Pour en finir avec le clientélisme, il serait nécessaire de procéder différemment pour les nominations des hauts fonctionnaires, des ambassadeurs et des directeurs d’entreprises publiques. Ces choix doivent répondre à des critères de compétences et d’intégrité et non à des calculs et intérêts partisans. Aussi faudrait-il ouvrir ces candidatures aux compétences de la société civile et aux jeunes diplômés des universités et écoles supérieures.
Transparence financière
SM le Roi avait aussi manifesté son inquiétude quant à l’action politique en pointant du doigt des partis politiques, ceux qui ont brillé par leur absence dans l’encadrement des populations comme le stipule la Constitution. Les événements surtout à Al Hoceïma ont bien montré cette incapacité.
Une réforme de la Constitution 2011 serait souhaitable pour combler certaines lacunes observées et clarifier davantage les prérogatives du gouvernement ainsi que les conditions de sa formation dans des délais réglementés pour éviter tout blocage.
Pour gagner la confiance des jeunes dans les institutions représentatives, des partis et dans les différents processus électoraux, il convient aussi de respecter et de renforcer l’indépendance des partis dans leur prise de décisions politiques comme dans toute construction d’alliance gouvernementale ou autres.
L’indépendance réelle des partis vis-à-vis des centres de décisions politiques, comme de certains lobbying suppose aussi une transparence financière des partis comme des ONG qui reçoivent des subventions publiques pour leur fonctionnement comme pour les campagnes électorales.
Le citoyen doit être au centre de tout projet de développement social et durable et de toutes les politiques publiques. L’administration doit être à son service et non le contraire.
Le changement des mentalités rétrogrades au sein de notre société incombe en premier à notre système éducatif qui doit former des générations nouvelles capables de construire le Maroc émergent de demain sans oublier le rôle des médias, de la société civile et des partis. Une révolution culturelle pacifique est à l’ordre du jour pour changer ces mentalités archaïques et pour promouvoir une culture de citoyenneté et de respect des lois par tous.
Tourner la page de l’impunité
Dans son discours, le Souverain a rappelé que le citoyen doit être au cœur des projets sociaux qui ne doivent plus servir des intérêts partisans ou électoraux et que ceux qui sont incapables d’assumer leurs responsabilités doivent démissionner. Il faudra donc tourner la page de l’impunité. La commission d’enquête créée par le Roi pour investiguer sur les manquements de certains ministres, élus et responsables administratifs concernant les projets bloqués ou inachevés sera amenée à publier ses résultats et ses conclusions afin de définir les responsabilités de chacun.
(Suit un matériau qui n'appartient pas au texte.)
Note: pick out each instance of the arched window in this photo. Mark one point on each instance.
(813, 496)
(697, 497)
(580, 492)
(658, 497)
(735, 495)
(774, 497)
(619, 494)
Rupture avec la gouvernance actuelle
La réforme du code électoral est une condition indispensable pour le choix des candidats aux élections locales, régionales et législatives sur la base de la compétence, de l’intégrité et de la disponibilité en mettant fin aux candidats opportunistes et sans compétence. Ce nouveau code qui mettra fin au cumul des responsabilités en clarifiant les incompatibilités entre les fonctions de chef de parti et de ministre ou de maire des grandes villes. Aussi, au nom de l’égalité des chances il serait utile de supprimer les fameuses listes nationales des femmes et des jeunes pour mettre fin au clientélisme dans les partis.
Il serait également utile de réduire de moitié le nombre des membres de la chambre des députés comme cela a été décidé dans la constitution pour la chambre des conseillers fixé à 120 membres en veillant à plus de coordination et de complémentarité entre les deux chambres. Ces réformes constitutionnelles nécessitent la rupture dans la gouvernance actuelle responsable de nombreux déficits sociaux et de dysfonctionnement de notre administration héritée du passé.